The report shows that there was a decline in the proportion of homicides committed by people with a serious mental illness in the 30 years since the transition from institutional care to community care in New Zealand.

“The report confirms what the mental health sector has suspected for many years – that there is no need for the public to be concerned for personal or public safety with the move to community care,” says Ms Dowland.

The report called “Myth and Reality: the Relationship Between Mental Illness and Homicide in New Zealand”, was produced by Auckland Uniservices for the Mental Health Research and Development Strategy.

Every solved homicide in New Zealand between 1970 and 2000 was investigated in the study.

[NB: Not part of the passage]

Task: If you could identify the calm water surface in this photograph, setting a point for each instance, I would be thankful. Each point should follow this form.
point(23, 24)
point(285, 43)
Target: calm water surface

Some of the key findings were: - mentally abnormal homicides comprised 8.9 percent of all homicides in the 30-year period - across the period studied, mentally abnormal homicides fell as a proportion of total homicides from around 20 percent in 1970 to six percent in 2000

“The research undertaken for this report is very important research. While the homicide rate in New Zealand has increased, that rate of homicide by those with serious mental illness has remained static at 0.13 per 100,000 population per year,” says Ms Dowland.

“Every homicide is a tragedy. However, it is good to have research that sets out the facts and dispels myths and anxieties around those with mental illness.”